The Boilermakers played with decent effort throughout the harder-than-expected 80-73 win over the NCAA Division II Indianapolis in front of 12,178 fans at Mackey Arena on Wednesday. Yet 10th-year coach Matt Painter still wasn't entirely pleased with the effort of his team (the Greyhounds matched Purdue on the glass at 43 rebounds each), which is a familiar refrain from a year ago.

Returning starter A.J. Hammons sat out the game due to being suspended for three games after violating team rules. So levels of immaturity are still existent with this group, but in fairness, less so, than last season.

And the “Paint Crew” still performed the all-too-familiar “IU sucks” chant, despite the fact that no one affiliated with the Hoosiers will step foot in West Lafayette until next year.

Some things never change.

But you can't say that about Boilermaker forward Jay Simpson. The young man has altered himself, his lifestyle, and without question, his ability to help his team succeed on the court.

“He's done a good job,” Painter said. “He's got a long way to go (though).”

But he's come a long way already.

It was in an early game last season, when Simpson lumbered, hauling his 283-pound body up the court in transition. A Boilermaker guard – as everyone had – beat Simpson up the court and shifted direction. Simpson was so out of shape and immobile that he couldn't avoid his teammate and fell over him.

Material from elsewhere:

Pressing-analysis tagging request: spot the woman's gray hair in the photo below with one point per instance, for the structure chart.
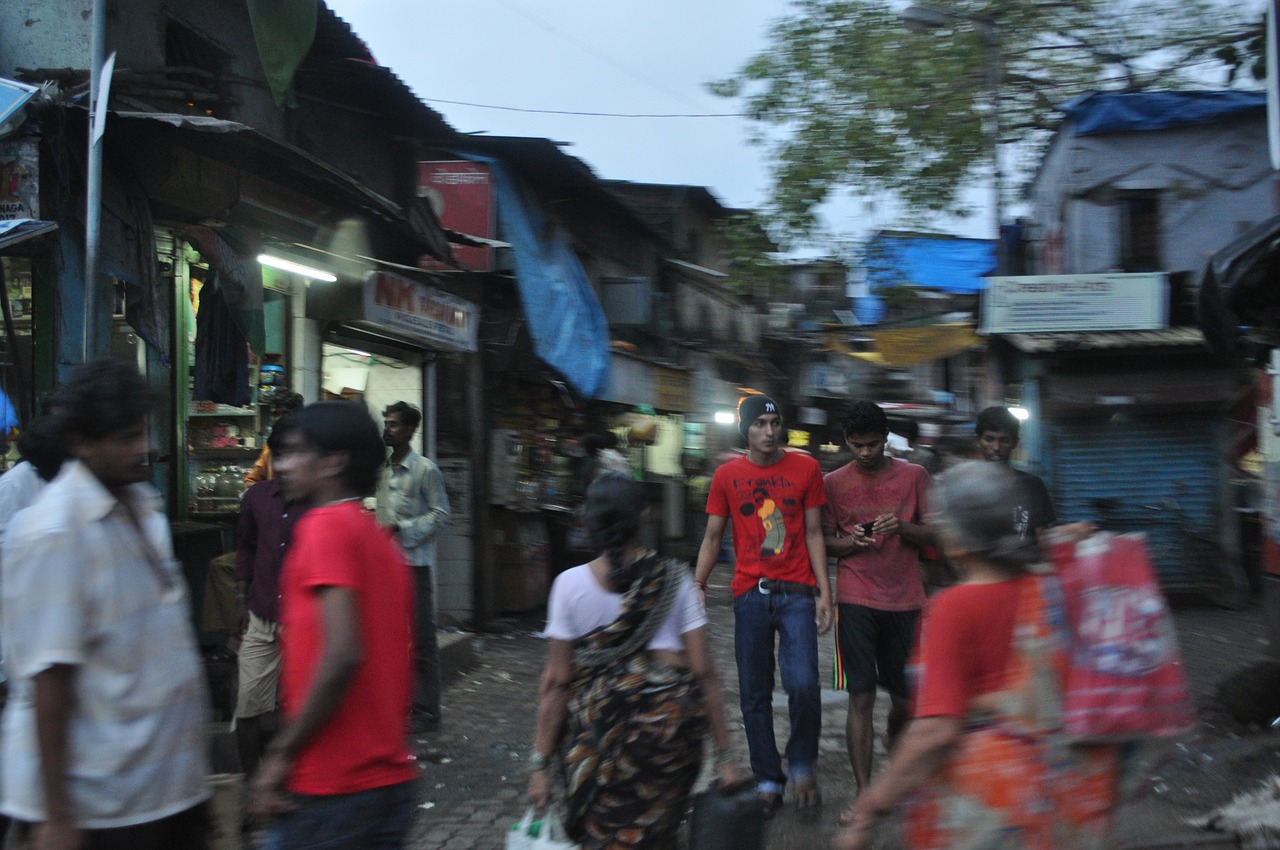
(978, 502)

A few days later, Painter decided to not waste a season on his injured and out-of-shape freshman and redshirted Simpson.

And that is when the youngster got to work.

“I got into the mentality that I've got to change my body,” Simpson explained. “I just didn't want to let coach Painter down.”

He certainly hasn't done that. Simpson limited fried foods, took advantage of the fact that he “loves salads and vegetables,” and has dropped nearly 40 pounds. He's stronger, more athletic, more agile, and simply a whole lot better.

Late in Wednesday's game, Indianapolis tore up the court on a fast break and Simpson took chase. He actually got to the baseline simultaneously with the Greyhound guard and blocked the lay-in attempt. It was a feat that wouldn't have just been unthinkable a year ago, but impossible.

“Jay was great,” Indianapolis coach Stan Gouard said.

Gouard's hometown (Danville, Ill.) is just a long jumper from Simpson's (Champaign), and he is very familiar with the Purdue youngster, and has been for years.

“I saw a lot of Jay in high school,” Gouard explained, “he played against a lot of my nephews. He has made some tremendous strides. He's going to be a match-up problem.”

Simpson played 20 minutes on Wednesday, and Painter wasn't satisfied with his offensive efficiency (he made just 3 of 10 shots), but the fact that he was running the floor, defending late in the game and battling for rebounds (he finished with five) was a huge step in the right direction.

“He's got to learn how to be productive when he's fatigued,” Painter said, “especially on the defensive end. But there is no doubt that he has made some significant progress.”